Mr Skarlatos said: "Spencer ran a good 10 metres to get to the guy and we didn't know that his gun wasn't working or anything like that.
"Spencer just ran anyway and if anybody would have gotten shot it would have been Spencer for sure and we are very lucky that nobody got killed, especially Spencer."
Mr Sadler added: "I'm just a college student, it's my last year in college, I came to see my friends on my first trip in Europe and we stopped a terrorist, it's kind of crazy."
Mr Norman and the two uninjured Americans were awarded a bravery medal from the local mayor.
The White House also praised their actions as having helped prevent "a far worse tragedy" while a No 10 spokesman said the Prime Minister praised "the extraordinary courage of the passengers who intervened and helped disarm the gunman".
Mr Stone was the first to challenge the gunman and grabbed him by the neck.
Mr Skarlatos told Sky News: "I grabbed the handgun, got the handgun away from the guy and threw it. Then I grabbed the AK which was at his feet and started muzzle-thumping him in the head with it.
"Everybody just started beating on the guy while Spencer held the choke hold, until he went unconscious at that point. People started to restrain him."
Mr Skarlatos picked up the AK-47 and checked the other carriages in case there was another gunman.
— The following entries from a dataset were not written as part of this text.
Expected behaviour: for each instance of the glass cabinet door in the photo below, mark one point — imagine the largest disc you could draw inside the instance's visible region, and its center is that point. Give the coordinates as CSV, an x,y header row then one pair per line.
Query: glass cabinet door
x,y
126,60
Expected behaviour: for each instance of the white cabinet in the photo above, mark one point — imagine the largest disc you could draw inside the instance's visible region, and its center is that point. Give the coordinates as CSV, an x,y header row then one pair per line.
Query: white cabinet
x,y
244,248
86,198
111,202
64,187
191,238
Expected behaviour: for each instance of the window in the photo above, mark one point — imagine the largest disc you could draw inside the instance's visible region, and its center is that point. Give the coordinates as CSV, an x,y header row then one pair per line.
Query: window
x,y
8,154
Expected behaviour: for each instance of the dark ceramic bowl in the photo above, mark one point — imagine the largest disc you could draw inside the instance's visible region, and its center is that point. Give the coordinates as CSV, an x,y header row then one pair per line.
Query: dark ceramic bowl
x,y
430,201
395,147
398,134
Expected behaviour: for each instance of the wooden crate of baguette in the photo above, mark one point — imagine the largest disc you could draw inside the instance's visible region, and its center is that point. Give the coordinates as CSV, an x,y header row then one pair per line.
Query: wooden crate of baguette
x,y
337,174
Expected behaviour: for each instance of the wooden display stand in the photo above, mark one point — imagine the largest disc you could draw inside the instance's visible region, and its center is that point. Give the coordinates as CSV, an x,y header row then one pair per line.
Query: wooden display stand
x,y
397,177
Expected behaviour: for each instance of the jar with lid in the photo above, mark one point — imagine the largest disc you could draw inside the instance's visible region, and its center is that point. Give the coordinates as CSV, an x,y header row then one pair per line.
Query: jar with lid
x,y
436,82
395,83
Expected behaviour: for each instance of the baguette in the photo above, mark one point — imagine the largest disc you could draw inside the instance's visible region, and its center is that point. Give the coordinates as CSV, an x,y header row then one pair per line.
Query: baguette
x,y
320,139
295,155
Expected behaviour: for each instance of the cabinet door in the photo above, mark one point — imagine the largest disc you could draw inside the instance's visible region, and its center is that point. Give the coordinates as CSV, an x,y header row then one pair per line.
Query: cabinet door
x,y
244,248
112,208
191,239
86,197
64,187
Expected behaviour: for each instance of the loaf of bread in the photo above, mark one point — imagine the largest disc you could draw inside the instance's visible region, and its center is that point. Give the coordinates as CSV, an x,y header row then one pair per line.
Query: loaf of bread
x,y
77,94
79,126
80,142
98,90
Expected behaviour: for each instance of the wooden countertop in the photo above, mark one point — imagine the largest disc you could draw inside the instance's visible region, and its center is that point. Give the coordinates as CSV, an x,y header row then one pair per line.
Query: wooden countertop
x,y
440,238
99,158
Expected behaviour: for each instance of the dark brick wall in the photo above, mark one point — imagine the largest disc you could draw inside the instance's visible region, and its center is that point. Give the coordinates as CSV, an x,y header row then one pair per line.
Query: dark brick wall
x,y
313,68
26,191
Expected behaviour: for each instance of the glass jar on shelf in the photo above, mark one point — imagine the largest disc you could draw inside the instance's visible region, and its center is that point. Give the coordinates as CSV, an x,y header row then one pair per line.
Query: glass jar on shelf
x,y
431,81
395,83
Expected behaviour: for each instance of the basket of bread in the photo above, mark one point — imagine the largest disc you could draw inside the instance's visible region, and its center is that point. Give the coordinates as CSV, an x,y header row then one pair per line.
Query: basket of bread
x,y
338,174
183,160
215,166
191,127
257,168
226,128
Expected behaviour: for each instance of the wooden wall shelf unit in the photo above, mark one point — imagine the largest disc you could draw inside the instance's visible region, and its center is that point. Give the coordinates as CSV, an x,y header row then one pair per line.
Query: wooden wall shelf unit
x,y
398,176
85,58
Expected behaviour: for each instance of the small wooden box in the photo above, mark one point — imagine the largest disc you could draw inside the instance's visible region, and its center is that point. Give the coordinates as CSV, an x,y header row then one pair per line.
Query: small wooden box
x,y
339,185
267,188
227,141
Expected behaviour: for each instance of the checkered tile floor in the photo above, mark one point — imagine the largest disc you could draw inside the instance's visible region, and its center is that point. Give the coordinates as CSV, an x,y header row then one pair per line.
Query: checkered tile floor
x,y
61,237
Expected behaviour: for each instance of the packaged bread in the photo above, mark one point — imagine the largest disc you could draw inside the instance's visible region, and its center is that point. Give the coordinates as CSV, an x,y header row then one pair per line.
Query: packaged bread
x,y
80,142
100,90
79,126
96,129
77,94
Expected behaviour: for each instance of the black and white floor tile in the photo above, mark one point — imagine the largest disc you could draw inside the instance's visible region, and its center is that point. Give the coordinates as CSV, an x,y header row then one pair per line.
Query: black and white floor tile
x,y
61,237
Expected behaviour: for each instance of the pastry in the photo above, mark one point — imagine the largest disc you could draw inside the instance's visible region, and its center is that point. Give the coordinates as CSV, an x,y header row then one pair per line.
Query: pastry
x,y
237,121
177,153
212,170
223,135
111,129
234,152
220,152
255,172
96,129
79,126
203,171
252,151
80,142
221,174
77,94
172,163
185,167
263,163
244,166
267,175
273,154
Mr Skarlatos returned to carriage 12, where it all started, cleared the weapons and put them in a pile.
He told Sky News: "I noticed when I removed the round in the chamber of the AK that the primer had been struck, which means he pulled the trigger on the AK.
"The primer was just faulty, so the gun did not go off, luckily, and he did not know how to fix it, which was also very lucky.
"When I cleared the handgun I also noticed that there was no magazine in it - so he had either dropped it accidentally or did not load it properly. He was only able to get what appeared to be one shot off with the handgun."
Mr Skarlatos had returned from a deployment in Afghanistan in July with the National Guard, his stepmother Karen Skarlatos said.
She described the US passengers who helped as "big, strong, brave guys and they love their country and they are both in the military and they are prepared, and so it doesn't surprise us that they were capable of doing this."
French interior minister Bernard Cazeneuve said the suspect's identity had yet to be confirmed, but it was believed that he had radical Islamist beliefs. A 26-year-old Moroccan man was arrested and anti-terror police are leading the investigation.
French actor Jean-Hugues Anglade, the star of Betty Blue and Nikita, was among the passengers who was lightly wounded breaking glass to sound the alarm.
In an interview with Paris Match magazine Mr Anglade said train staff entered a private cabin and locked it when they heard gunshots, leaving the passengers alone.
He said: "I really could see us all dying because we were all prisoners in that train, it would have been impossible to escape from that nightmare."